The process Laurel Seville went through with Ainsley  is so similar to mine with Lizzie that it’s eerie. Although Lizzie is not a rescue, she went from getting her CGC and therapy-dog certification right after her first birthday to barking and lunging at strangers, especially strange dogs, two years later. Although she never really enjoyed therapy visits, I pushed her because I wanted her to be good at it. My dream was for her to be a canine Mother Theresa. When it became obvious that she was not going to be, I too cried, got mad and tried to pretend I could manage it without really fixing it.

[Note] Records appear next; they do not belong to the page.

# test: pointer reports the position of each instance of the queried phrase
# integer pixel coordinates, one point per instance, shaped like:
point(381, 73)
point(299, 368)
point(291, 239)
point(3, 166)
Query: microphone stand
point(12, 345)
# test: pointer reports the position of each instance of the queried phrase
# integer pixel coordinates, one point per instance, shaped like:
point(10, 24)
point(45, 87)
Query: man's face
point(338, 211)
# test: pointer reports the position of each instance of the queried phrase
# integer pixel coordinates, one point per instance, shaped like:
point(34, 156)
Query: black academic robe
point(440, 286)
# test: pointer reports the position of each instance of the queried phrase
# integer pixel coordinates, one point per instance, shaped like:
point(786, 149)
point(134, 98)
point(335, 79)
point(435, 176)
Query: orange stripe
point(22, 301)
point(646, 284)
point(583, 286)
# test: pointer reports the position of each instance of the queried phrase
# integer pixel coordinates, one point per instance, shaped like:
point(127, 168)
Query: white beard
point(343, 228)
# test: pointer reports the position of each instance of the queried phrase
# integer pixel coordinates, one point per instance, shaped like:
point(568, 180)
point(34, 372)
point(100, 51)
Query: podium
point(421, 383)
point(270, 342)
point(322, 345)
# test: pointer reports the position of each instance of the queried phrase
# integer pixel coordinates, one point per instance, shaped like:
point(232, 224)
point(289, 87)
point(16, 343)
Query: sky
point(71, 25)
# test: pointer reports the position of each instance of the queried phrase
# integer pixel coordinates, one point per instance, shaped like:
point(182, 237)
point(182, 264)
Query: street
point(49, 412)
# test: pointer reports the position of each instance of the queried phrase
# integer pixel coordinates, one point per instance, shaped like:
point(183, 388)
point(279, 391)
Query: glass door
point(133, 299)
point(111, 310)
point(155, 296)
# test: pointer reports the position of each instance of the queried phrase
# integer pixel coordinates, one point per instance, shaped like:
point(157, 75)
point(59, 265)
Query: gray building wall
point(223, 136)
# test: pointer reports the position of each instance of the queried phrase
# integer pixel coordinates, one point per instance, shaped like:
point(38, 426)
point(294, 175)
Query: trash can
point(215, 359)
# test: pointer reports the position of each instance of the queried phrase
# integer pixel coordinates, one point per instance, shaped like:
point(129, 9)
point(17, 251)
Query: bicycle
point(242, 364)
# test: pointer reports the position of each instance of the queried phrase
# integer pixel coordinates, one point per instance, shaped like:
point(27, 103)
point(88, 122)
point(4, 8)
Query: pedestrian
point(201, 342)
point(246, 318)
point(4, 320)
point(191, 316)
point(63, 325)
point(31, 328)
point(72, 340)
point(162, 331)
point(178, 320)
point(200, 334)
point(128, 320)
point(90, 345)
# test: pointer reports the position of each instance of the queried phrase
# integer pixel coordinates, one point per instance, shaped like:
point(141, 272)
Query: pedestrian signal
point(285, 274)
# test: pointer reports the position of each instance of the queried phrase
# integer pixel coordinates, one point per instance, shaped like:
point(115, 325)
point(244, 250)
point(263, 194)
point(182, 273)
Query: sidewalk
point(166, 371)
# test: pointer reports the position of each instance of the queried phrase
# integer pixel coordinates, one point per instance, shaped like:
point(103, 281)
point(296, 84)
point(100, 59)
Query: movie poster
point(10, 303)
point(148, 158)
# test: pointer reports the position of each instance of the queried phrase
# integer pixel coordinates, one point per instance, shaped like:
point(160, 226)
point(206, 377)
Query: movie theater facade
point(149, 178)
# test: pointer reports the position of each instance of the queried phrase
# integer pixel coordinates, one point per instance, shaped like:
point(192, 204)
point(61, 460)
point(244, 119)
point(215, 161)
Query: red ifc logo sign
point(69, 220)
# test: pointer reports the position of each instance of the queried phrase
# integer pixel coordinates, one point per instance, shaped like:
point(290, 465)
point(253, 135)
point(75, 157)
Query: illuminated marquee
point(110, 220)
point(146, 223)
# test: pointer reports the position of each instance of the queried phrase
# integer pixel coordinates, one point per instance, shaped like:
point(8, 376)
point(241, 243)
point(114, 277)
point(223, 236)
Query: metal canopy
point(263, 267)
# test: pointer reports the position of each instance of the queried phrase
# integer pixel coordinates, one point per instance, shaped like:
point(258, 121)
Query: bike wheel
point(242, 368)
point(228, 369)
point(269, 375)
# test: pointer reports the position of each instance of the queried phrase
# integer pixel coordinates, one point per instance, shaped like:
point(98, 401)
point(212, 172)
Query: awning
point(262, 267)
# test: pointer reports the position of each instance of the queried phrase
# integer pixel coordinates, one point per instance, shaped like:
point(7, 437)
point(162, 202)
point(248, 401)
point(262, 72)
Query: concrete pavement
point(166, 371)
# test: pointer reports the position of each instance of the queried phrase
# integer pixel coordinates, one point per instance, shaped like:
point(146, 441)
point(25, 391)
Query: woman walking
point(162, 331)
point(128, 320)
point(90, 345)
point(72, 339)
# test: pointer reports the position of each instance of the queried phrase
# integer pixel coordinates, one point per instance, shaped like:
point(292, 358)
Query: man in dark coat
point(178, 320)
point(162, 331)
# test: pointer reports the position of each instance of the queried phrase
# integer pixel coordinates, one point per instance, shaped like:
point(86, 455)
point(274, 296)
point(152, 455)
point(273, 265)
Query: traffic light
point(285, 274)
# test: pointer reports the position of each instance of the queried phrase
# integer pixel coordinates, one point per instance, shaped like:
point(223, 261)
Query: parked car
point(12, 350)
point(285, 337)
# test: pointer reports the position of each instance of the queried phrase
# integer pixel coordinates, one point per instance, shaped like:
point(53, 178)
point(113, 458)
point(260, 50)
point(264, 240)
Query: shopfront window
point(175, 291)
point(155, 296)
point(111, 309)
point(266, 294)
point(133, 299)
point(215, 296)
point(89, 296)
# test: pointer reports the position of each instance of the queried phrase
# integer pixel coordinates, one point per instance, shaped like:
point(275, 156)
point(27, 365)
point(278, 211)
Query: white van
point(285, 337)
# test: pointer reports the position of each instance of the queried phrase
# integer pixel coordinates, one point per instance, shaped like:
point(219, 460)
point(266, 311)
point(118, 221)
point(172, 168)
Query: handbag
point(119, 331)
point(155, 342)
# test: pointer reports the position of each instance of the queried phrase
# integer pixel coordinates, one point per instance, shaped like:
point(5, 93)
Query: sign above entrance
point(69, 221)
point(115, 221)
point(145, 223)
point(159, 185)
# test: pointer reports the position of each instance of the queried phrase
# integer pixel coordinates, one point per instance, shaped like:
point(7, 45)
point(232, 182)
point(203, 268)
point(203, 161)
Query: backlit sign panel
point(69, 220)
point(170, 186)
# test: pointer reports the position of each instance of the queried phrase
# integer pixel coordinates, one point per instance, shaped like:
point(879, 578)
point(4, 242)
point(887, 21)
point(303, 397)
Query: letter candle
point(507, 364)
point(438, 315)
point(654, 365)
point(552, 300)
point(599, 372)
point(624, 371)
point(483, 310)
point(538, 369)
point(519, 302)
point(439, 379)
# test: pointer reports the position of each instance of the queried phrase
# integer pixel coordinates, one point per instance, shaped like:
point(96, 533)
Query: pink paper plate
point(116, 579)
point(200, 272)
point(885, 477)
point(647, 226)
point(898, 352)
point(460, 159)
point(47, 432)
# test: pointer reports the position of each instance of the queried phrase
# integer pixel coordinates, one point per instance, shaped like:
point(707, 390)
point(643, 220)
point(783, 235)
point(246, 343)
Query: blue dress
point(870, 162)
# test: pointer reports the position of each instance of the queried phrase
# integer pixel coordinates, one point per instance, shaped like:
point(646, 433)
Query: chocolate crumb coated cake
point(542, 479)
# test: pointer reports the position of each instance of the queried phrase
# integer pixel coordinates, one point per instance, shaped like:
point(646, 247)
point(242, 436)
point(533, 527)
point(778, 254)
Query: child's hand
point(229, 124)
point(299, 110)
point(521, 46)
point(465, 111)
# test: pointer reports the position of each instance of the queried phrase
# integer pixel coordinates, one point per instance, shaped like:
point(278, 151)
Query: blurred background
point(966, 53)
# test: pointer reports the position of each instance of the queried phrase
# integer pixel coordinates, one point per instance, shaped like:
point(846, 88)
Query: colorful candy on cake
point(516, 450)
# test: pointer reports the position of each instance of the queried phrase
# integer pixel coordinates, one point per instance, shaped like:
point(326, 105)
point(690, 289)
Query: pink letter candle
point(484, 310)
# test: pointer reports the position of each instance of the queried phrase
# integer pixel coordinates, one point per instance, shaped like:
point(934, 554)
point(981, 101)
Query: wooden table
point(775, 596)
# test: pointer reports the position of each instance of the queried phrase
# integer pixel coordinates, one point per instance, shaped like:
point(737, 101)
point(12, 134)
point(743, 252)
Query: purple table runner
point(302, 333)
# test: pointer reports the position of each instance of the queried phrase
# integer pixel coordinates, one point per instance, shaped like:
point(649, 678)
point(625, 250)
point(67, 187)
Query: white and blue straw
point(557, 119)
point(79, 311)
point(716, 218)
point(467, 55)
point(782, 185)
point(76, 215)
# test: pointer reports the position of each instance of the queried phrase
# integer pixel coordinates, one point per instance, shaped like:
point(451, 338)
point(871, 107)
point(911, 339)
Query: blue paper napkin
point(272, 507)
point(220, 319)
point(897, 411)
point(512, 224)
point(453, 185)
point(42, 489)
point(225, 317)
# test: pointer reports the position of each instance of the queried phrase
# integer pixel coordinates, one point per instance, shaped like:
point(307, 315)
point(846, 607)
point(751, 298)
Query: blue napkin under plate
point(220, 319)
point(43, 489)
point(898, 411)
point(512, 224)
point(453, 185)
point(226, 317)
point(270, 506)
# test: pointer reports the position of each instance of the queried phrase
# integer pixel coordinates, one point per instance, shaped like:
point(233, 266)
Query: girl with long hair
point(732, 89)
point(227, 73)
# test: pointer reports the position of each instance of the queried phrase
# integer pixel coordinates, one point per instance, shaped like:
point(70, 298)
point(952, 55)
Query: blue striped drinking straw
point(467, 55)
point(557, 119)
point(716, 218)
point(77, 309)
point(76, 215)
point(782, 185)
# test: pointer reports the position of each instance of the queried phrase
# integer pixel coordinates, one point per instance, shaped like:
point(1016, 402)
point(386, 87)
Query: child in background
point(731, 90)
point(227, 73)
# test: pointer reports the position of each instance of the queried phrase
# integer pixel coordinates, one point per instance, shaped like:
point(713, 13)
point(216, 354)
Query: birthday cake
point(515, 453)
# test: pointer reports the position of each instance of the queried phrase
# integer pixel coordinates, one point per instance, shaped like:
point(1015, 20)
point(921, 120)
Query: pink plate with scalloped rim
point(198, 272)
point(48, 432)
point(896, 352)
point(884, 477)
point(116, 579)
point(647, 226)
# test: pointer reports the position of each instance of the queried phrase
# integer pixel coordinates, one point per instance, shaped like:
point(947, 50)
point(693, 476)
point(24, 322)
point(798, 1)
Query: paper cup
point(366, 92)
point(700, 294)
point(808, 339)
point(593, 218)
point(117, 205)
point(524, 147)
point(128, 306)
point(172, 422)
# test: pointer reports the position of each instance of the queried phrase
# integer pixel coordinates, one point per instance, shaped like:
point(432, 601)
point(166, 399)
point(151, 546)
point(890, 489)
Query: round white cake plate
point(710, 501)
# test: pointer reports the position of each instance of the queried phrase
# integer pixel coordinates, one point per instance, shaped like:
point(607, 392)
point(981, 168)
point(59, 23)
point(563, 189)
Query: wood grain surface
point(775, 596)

Somewhere along the way, I reread Suzanne Clothier’s Bones Would Rain from the Sky, then had my epiphany: she was what she was and would never be my dream dog, and I needed to accept that. It was hard to listen to family and friends, and have them give me “that look” when she acted out. Like, For this you go to training every week? I was the family’s dog-whisperer—how could I not have a well-behaved dog? Then I followed Seville’s route: I scoured the Internet, spent a fortune on training books and DVDs, bugged the heck out of my training buddies, and am still hooked on Yahoo dog forums. Basically, I made her worse before I started to make her better. Now, I never leave the house without a clicker and a pocketful of treats. My favorite line in the essay is “a dog who is trying hard to sit still and look for treats even though she wants to be Cujo.”
Perfect! I hope Saville contributes again to Bark.